There exists a unique vector field $v$ such that its interior product with
$\omega$ is $-\alpha$, i.e., $\iota_v \omega = −\alpha$.Proposition 2.3 If $g$ is a symplectomorphism which preserves $\alpha$
(that is, $g^*\alpha = \alpha$), then $g$ commutes with the one-parameter group of
diffeomorphisms generated by $v$, i.e.,
$(\exp tv) \circ g = g \circ (\exp tv)$.Proof. Recall that, for $p \in M$, $(\exp tv)(p)$ is the unique curve in $M$
solving the ordinary differential equation
\begin{align*}
\frac{d}{dt}(\exp tv(p)) &= v(\exp tv(p))\\
(\exp tv)(p)|_{t=0} &= p
\end{align*}
for $t$ in some neighborhood of 0. From this is follows that $g \circ(\exp tv)\circ
g^{−1}$ must be the one-parameter group of diffeomorphisms generated
by $g_*v$. (The push-forward of $v$ by $g$ is defined by $(g_*v)_{g(p)} = dg_{p}(v_{p})$.)

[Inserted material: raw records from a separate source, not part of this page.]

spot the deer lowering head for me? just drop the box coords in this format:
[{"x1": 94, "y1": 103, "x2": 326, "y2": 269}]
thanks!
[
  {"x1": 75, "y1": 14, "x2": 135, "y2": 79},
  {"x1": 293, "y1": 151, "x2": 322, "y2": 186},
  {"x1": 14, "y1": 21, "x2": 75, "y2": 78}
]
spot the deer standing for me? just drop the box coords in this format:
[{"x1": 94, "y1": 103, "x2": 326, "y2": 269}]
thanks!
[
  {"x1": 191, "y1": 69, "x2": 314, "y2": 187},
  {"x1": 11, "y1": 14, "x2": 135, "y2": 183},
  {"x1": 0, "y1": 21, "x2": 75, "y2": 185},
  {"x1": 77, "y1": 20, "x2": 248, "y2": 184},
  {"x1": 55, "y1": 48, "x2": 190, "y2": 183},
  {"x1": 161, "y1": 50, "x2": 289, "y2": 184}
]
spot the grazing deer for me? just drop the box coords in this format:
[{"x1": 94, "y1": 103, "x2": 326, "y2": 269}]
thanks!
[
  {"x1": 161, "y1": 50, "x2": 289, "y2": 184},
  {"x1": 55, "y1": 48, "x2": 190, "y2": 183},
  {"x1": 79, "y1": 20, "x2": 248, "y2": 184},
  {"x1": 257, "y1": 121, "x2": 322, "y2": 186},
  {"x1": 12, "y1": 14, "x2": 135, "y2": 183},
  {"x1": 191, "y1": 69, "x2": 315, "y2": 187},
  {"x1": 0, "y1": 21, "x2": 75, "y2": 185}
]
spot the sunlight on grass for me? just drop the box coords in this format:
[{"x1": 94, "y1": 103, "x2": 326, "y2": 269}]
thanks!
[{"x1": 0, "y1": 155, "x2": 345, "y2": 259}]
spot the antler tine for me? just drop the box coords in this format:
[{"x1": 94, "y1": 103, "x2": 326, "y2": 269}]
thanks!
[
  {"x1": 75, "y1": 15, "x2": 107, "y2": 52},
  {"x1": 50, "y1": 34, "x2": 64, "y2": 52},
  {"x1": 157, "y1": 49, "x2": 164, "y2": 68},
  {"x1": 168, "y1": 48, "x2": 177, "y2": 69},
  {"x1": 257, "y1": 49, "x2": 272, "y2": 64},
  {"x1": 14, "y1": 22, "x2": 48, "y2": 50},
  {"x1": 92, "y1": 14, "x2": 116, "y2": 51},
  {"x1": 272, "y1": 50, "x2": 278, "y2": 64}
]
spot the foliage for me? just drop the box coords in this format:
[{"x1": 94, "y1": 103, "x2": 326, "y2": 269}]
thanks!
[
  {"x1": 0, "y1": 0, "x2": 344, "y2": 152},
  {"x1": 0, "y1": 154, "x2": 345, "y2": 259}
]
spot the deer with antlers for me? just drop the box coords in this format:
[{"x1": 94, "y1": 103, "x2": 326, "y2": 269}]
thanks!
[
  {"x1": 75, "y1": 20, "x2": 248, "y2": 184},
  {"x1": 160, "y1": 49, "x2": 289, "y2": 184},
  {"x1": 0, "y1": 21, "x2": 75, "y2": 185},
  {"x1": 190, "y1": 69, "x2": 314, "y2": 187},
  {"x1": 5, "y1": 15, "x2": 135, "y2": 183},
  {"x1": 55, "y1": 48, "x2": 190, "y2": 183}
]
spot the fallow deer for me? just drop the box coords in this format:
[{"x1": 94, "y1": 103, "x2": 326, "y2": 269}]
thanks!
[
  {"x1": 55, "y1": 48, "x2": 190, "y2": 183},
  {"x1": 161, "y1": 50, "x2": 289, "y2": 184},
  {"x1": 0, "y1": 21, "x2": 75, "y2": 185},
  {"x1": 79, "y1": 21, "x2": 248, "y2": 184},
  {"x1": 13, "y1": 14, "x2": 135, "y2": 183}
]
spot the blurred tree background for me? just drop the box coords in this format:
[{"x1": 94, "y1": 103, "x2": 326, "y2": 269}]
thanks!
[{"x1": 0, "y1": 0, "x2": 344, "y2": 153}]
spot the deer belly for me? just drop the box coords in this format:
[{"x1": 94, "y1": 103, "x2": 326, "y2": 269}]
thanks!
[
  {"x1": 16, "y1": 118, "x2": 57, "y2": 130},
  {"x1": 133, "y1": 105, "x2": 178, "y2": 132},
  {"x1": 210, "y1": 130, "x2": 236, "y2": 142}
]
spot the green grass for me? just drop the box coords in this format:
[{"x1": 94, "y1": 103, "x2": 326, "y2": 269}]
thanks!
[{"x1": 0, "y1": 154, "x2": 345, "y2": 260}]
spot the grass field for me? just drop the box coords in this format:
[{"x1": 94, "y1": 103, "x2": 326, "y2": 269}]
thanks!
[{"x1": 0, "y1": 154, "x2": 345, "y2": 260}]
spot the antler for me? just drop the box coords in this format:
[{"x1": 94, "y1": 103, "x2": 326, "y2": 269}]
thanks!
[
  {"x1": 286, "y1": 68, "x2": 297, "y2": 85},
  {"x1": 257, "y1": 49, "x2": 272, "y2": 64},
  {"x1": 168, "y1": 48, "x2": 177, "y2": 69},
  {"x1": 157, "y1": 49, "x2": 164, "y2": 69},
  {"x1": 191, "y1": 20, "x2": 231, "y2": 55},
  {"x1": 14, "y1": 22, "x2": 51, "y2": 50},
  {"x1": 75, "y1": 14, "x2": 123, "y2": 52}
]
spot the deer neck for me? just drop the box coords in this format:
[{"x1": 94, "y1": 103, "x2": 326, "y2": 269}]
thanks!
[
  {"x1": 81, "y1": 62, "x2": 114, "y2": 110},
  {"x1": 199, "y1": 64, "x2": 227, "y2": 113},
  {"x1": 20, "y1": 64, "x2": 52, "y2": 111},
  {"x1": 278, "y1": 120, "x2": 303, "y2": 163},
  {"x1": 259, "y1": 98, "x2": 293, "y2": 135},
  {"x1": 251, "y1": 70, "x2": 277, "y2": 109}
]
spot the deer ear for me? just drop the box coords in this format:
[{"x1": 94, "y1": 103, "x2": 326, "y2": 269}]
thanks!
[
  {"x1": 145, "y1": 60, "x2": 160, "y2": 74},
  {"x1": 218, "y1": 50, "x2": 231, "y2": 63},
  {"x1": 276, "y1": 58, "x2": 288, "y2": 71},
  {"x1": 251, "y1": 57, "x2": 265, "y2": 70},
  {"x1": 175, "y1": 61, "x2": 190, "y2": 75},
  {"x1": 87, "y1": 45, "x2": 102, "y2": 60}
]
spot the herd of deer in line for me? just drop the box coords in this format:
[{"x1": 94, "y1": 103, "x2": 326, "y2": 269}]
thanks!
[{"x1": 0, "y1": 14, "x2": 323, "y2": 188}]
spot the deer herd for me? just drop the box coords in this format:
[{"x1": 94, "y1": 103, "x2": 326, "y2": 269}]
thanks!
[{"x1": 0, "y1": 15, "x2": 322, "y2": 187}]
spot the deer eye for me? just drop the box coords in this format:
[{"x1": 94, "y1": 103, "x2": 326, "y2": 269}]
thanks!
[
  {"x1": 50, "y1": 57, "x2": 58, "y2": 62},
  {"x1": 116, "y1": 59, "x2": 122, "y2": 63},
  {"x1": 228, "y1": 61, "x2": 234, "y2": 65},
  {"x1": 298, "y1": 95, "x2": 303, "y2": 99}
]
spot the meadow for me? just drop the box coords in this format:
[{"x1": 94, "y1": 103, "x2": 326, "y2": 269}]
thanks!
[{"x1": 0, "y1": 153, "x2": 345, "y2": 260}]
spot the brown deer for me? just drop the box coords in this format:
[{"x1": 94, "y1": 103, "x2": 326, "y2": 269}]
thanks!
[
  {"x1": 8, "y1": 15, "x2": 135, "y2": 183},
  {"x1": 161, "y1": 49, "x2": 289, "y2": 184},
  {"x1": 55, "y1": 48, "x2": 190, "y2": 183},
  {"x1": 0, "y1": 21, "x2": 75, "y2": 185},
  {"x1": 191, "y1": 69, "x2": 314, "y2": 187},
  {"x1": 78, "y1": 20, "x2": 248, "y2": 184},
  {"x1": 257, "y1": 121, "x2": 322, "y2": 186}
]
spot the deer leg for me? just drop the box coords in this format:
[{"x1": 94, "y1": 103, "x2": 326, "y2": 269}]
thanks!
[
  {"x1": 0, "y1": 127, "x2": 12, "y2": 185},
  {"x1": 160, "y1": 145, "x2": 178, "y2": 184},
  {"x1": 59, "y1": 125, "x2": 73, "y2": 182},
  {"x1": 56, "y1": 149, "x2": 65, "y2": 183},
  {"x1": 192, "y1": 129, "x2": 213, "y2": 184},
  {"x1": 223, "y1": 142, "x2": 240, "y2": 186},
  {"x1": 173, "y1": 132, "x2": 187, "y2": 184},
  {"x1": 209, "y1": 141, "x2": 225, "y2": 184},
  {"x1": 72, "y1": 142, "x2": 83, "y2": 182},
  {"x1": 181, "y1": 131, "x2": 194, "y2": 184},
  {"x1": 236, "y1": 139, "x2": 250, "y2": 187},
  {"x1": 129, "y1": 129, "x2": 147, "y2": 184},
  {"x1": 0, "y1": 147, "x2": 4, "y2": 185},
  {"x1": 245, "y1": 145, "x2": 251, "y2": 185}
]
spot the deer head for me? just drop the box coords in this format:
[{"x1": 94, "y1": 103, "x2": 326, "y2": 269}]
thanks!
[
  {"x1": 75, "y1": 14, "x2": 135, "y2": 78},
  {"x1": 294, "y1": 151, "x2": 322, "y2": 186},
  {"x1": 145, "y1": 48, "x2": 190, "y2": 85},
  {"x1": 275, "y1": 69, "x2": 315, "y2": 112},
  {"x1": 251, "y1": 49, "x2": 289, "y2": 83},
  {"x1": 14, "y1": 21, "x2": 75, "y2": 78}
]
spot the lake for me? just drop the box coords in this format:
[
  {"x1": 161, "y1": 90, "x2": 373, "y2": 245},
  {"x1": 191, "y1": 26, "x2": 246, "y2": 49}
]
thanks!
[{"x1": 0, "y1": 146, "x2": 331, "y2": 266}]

Finally we have that $g_*v = v$, i.e., that $g$ preserves $v$.
I cannot figure out why this step holds:
From this is follows that $g \circ(\exp tv)\circ
g^{−1}$ must be the one-parameter group of diffeomorphisms generated
by $g_*v$.
I intuitively feel that the $g^{-1}$ should be there, otherwise the positioning on the manifold is wrong after pushing forward $v$, but haven't been able to formulate anything cohesive. I also cannot figure out how to show something along the lines of $g \circ \exp (tv) = \exp (t g_* v)$. In general this won't hold, so the strict conditions on $V$ and $g$ must be important.
Best Answer
I will use the notation $\rho_{t}:=\exp tv$. By assumption, $\rho_{t}$ is the one-parameter group of diffeomorphisms generated by $v$, i.e. \begin{equation}\tag{1}\label{1} \begin{cases} \left.\frac{d}{ds}\right|_{s=t}\rho_{s}(p)=v(\rho_{t}(p))\\ \rho_{0}(p)=p \end{cases} \end{equation} for all $p\in M$ and all $t\in\mathbb{R}$. To see that $g\circ\rho_{t}\circ g^{-1}$ is the one-parameter group of diffeomorphisms generated by $g_{*}v$, we need to show that \begin{equation}\tag{2}\label{2} \begin{cases} \left.\frac{d}{ds}\right|_{s=t}(g\circ\rho_{s}\circ g^{-1})(p)=(g_{*}v)\big((g\circ\rho_{t}\circ g^{-1})(p)\big)\\ (g\circ\rho_{0}\circ g^{-1})(p)=p \end{cases} \end{equation} for all $p\in M$ and $t\in\mathbb{R}$. For the first equality in \eqref{2}, we have \begin{align} \left.\frac{d}{ds}\right|_{s=t}(g\circ\rho_{s}\circ g^{-1})(p)&=(dg)_{\rho_{t}(g^{-1}(p))}\left(\left.\frac{d}{ds}\right|_{s=t}(\rho_{s}(g^{-1}(p))\right)\\ &=(dg)_{\rho_{t}(g^{-1}(p))}\left(v(\rho_{t}(g^{-1}(p)))\right)\\ &=\left(g_{*}v\right)\left((g\circ\rho_{t}\circ g^{-1})(p)\right). \end{align} Here the first equality is due to the chain rule, and the second equality uses the first equation of \eqref{1} at the point $g^{-1}(p)$.
As for the second equality in \eqref{2}, just use the second equation of \eqref{1} at the point $g^{-1}(p)$.